I was reading the Jaccard distance treatment in Anand Rajaraman and Jeffrey D. Ullman and something that keeps nagging at me became clearer.
Is document indexing the wrong level for indexing?
Take a traditional research paper as an example.
You would give me low marks if I handed in a paper with the following as one of my footnotes:
# Principia Mathematica, Volume 1
But that is a perfectly acceptable result for a search engine. I am pointed to an entire document as relevant to my search.
True enough but hardly very helpful.
Search engines can take me to a document but that still leaves all the hard work to me.
Not that I mind the hard work but that hard work is done over and over again, as each user encounters the document.
Seems terribly inefficient to have the same work done each time the document is returned.
Say for example that I am searching for the proof that 1 + 1 = 2, I should be able to create a representative for that subject that points every searcher to the same location. As opposed to them digging out that bit of information for themselves.
I have heard that bit of information assigned various locations in Principia Mathematica. I am acquiring a reprint so I can verify its location for myself and will be posting its location.
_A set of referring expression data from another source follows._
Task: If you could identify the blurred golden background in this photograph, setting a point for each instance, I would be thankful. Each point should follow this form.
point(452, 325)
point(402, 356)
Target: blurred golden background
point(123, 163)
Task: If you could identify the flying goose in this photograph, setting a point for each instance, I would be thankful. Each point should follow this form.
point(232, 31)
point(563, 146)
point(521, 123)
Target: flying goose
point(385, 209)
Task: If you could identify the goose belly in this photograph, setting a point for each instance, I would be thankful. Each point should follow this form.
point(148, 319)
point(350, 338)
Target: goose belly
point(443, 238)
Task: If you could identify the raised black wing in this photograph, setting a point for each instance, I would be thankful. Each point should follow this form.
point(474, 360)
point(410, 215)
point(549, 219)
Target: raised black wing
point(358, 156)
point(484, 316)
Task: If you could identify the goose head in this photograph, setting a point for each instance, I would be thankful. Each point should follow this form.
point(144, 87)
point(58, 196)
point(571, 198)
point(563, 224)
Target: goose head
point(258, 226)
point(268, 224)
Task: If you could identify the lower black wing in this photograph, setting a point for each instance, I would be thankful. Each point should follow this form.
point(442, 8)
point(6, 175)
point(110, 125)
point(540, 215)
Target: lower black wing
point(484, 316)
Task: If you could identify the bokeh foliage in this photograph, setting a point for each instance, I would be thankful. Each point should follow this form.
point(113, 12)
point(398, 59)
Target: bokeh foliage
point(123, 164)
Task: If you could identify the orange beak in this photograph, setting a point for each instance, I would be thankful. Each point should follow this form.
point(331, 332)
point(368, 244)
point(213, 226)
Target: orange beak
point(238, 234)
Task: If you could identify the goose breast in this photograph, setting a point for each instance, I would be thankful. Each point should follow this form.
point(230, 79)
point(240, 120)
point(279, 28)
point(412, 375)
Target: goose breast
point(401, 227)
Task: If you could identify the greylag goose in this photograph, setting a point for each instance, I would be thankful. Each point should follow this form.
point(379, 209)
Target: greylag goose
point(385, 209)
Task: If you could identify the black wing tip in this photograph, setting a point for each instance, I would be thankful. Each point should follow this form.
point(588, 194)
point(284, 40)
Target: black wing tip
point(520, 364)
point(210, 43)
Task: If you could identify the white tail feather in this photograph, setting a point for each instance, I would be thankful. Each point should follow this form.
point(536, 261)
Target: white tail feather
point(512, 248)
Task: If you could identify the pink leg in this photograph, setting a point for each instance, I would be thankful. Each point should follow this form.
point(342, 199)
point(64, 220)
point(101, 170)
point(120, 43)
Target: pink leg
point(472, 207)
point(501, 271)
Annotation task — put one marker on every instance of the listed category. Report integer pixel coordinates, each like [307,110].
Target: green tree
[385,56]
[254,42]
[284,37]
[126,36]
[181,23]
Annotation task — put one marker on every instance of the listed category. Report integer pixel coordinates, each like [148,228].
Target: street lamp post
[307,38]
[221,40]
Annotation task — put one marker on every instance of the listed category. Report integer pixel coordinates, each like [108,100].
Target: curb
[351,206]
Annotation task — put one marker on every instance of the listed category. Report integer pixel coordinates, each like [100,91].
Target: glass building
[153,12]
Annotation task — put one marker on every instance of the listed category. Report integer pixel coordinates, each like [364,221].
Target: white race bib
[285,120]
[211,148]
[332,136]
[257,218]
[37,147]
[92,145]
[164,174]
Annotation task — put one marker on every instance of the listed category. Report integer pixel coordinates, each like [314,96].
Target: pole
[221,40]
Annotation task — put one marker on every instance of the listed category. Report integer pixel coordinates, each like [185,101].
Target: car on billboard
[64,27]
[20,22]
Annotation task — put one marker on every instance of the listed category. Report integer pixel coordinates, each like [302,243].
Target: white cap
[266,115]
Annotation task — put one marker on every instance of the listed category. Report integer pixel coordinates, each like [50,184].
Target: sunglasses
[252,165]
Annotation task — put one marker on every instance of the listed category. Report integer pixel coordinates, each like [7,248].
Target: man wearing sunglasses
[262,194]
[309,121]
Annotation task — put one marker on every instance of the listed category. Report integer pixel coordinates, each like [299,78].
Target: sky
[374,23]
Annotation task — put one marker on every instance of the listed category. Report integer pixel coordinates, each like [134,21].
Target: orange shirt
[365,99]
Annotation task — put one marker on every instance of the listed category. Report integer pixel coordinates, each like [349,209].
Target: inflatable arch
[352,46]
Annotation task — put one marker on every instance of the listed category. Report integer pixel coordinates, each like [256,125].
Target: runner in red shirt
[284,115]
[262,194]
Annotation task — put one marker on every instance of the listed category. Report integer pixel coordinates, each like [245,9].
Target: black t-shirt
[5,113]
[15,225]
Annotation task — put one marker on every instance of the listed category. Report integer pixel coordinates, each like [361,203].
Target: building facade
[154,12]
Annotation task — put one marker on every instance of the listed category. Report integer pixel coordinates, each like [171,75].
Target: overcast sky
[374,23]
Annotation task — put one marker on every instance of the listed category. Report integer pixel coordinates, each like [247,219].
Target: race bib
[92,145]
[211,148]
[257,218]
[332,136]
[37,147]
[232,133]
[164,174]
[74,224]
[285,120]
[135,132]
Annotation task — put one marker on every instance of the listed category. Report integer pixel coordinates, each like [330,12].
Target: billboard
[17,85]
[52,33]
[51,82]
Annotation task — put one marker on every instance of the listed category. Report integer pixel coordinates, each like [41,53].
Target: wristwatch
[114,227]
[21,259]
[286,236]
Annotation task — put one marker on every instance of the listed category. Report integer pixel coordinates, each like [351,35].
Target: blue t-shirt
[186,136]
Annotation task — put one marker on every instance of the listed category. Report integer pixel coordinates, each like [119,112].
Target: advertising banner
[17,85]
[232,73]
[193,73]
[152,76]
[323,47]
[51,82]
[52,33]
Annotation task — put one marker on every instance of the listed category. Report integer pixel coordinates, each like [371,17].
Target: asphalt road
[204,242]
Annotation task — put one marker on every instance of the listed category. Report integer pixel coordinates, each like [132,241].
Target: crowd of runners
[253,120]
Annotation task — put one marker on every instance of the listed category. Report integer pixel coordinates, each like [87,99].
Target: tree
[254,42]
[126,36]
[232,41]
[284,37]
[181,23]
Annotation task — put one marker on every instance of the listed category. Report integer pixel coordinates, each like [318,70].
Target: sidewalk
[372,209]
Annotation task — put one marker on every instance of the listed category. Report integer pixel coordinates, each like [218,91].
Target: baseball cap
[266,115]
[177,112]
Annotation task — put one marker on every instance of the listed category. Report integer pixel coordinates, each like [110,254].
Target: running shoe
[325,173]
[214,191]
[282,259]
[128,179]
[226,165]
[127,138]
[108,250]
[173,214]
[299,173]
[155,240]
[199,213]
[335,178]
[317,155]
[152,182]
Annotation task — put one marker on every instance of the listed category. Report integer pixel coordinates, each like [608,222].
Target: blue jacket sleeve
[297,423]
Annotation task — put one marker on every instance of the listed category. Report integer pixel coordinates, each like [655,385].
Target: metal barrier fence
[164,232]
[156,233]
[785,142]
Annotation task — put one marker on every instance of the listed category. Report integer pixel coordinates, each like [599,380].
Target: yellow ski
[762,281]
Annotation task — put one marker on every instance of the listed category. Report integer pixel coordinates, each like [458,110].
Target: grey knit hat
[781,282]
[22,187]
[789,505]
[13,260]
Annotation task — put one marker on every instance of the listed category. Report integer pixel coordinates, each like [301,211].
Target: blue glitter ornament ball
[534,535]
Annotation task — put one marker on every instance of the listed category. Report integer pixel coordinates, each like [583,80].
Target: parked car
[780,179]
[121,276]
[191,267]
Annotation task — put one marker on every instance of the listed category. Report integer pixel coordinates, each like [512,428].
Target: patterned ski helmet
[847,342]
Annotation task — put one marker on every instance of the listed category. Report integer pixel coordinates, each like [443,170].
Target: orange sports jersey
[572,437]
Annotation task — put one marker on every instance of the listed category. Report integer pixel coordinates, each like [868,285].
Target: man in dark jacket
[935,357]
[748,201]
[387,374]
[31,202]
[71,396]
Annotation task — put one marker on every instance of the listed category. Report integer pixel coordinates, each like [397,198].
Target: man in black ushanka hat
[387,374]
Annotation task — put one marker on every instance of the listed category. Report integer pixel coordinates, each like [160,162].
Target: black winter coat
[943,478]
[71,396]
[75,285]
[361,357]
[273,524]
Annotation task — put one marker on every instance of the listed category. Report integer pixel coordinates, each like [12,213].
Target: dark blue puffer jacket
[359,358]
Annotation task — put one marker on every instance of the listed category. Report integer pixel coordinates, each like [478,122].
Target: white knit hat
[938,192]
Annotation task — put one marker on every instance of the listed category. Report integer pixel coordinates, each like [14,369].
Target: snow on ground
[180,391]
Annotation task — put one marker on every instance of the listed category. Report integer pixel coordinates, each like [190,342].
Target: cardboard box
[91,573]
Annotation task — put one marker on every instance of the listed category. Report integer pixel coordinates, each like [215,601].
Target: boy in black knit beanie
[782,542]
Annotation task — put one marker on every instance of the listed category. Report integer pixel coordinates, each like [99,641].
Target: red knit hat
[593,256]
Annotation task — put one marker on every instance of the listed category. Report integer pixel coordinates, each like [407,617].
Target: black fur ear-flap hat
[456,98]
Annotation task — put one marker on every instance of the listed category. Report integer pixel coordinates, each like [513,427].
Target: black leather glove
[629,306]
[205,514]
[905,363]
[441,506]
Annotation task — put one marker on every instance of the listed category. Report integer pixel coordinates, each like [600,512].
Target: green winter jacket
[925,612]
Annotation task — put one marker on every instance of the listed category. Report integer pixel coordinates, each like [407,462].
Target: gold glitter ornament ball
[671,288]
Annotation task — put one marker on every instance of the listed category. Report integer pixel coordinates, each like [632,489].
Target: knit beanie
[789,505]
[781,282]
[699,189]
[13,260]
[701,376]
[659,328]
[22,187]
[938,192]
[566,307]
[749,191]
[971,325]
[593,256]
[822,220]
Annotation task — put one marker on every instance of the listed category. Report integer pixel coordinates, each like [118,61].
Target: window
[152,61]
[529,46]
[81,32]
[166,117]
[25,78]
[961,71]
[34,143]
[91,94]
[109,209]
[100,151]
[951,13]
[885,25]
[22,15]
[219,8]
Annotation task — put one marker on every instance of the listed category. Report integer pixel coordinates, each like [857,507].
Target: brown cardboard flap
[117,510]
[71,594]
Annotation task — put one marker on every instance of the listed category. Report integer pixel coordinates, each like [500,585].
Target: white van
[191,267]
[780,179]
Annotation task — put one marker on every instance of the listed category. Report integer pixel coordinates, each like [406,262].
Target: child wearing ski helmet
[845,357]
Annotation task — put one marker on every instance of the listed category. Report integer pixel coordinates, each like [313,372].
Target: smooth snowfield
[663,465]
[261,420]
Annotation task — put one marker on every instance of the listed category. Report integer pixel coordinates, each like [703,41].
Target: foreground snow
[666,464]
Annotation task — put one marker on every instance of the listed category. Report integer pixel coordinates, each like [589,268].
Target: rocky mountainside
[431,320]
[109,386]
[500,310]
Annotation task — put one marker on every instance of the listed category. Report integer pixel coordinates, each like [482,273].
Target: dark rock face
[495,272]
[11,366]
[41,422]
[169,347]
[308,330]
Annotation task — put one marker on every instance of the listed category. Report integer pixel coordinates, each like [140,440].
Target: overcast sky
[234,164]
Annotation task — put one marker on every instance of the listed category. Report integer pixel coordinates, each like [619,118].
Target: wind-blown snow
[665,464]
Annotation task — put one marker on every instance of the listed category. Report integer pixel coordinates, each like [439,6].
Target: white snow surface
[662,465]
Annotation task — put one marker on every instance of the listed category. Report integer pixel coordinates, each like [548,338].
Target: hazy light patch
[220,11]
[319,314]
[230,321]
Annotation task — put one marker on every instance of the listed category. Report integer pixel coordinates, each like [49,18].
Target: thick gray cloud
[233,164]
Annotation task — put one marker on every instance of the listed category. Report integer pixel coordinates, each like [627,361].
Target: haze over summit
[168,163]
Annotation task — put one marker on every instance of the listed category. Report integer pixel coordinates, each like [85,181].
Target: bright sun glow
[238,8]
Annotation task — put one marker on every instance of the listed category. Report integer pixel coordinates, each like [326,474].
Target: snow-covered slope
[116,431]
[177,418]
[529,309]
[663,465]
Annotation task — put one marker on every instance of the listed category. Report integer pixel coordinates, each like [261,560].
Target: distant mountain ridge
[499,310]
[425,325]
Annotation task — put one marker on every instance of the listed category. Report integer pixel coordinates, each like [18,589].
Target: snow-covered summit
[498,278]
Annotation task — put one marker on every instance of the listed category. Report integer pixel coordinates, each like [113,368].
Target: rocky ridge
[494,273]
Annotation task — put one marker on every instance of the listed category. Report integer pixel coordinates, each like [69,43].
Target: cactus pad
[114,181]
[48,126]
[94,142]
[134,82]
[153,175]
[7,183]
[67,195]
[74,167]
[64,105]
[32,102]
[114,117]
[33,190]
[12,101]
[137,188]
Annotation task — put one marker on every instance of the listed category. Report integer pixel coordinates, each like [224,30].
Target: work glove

Topic maps help because they are about subject indexing which I take to be different from document indexing.
A document index only tells you that somewhere in a document, one or more terms relevant to your search may be found. Not terribly helpful.
A subject index, on the other hand, particularly if made using a topic map, not only isolates the location of a subject but can also tell you additional information about the subject. Such as other information about the subject.